The Trump administration, doing its part in this concerted GOP attack on the health of the nation’s most vulnerable citizens, has declined to defend the law against the suit. It’s an unusual move that, obviously, increases the chances the plaintiffs will win.

If that happens, the insurance industry would revert to the hellscape it was for many families before Obamacare, when insurers routinely charged untenable rates to people with pre-existing conditions, or refused to cover them at all. Study after study shows higher mortality rates for people without health insurance. Whatever Hawley and his fellow plaintiffs tell the public and themselves about their motives for tearing down this law, they’re tearing down a protection that many of their constituents literally can’t live without.

As Missouri Senate Democrats aptly put it in a letter to Hawley Monday: “By being a party to this lawsuit, you are squarely on the side of removing protections for Americans — including 2.5 million Missourians — with pre-existing conditions.”

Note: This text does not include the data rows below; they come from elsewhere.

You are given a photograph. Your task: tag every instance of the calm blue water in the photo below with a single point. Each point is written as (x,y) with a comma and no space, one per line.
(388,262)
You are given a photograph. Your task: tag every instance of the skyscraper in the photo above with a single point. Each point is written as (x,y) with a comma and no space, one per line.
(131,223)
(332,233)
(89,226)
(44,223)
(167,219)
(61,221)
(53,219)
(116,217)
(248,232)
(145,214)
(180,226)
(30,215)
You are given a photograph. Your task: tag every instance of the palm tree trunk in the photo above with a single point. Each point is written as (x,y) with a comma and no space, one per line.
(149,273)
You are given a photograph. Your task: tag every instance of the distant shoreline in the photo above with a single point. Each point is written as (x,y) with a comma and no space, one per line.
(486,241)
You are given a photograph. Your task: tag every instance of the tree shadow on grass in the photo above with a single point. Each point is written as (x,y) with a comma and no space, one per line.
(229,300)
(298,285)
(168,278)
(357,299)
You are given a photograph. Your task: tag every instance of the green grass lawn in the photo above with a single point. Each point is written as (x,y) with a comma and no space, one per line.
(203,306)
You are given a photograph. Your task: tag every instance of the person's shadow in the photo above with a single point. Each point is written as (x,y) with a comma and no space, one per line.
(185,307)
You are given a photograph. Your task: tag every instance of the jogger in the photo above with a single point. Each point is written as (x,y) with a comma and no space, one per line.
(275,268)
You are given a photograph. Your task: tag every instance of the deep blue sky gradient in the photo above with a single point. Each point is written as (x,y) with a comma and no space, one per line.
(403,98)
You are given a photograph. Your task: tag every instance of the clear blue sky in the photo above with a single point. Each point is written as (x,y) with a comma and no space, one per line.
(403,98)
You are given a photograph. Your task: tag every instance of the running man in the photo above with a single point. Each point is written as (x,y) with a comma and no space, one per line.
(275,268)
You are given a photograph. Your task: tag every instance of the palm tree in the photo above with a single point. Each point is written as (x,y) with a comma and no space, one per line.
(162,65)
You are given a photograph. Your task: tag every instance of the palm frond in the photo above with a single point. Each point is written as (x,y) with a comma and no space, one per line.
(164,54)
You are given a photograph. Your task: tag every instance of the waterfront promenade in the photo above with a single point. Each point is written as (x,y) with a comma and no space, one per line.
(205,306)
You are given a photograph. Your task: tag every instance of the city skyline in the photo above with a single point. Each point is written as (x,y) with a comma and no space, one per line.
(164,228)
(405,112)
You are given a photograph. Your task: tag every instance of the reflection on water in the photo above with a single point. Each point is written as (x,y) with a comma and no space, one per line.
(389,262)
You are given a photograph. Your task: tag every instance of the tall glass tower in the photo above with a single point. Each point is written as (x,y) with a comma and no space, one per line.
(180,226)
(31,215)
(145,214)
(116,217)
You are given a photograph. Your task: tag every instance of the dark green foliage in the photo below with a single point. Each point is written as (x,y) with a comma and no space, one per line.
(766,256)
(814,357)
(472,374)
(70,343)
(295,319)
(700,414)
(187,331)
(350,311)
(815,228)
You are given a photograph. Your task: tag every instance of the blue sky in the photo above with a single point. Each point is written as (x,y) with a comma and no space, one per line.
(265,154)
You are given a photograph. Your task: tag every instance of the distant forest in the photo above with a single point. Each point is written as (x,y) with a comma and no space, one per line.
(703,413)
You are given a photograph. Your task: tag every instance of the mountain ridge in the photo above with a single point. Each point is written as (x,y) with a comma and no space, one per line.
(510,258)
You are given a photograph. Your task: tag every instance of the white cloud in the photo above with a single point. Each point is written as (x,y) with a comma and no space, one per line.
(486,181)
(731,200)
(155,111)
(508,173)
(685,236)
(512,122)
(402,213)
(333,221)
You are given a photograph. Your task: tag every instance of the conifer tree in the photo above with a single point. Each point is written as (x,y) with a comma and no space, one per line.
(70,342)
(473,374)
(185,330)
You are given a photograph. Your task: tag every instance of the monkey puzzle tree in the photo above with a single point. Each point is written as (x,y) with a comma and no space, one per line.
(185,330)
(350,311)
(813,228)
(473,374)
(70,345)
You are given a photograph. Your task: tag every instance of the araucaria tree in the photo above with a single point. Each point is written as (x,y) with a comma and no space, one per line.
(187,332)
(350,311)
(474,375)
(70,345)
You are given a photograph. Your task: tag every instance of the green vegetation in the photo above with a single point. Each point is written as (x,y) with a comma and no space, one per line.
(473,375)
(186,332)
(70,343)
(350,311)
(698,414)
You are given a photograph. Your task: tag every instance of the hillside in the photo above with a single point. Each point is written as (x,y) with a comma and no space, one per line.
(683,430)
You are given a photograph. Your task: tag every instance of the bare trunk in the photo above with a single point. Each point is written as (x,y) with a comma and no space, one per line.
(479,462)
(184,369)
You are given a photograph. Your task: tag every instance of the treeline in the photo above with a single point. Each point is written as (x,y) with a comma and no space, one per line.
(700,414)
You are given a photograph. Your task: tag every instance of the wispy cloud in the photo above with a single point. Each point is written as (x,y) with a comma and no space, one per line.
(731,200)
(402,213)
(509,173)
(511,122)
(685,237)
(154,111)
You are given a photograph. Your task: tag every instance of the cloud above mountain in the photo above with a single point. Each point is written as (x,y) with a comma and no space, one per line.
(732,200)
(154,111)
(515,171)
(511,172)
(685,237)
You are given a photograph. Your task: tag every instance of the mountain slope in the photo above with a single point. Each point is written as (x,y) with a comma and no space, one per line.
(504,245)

The irony of the suit is that many of its plaintiff-states, including Missouri, have above-average rates of adults with pre-existing conditions, according to a study by the Kaiser Family Foundation. About 27 percent of adult Americans under 65 have health conditions “that would likely leave them uninsurable” without the ACA’s protections, the study found. In Missouri, that rate is 30 percent.

U.S. Sen. Claire McCaskill, D-Mo., whom Hawley will likely face in November in one of the most-watched Senate races in the country, has co-sponsored a resolution directing Senate lawyers to fight the lawsuit. It probably is doomed, but it’s an indication that McCaskill is willing to make an election issue out of the premise that sick people need access to health care coverage, too. Partisan dogma aside, is this really the fight Hawley wants to have?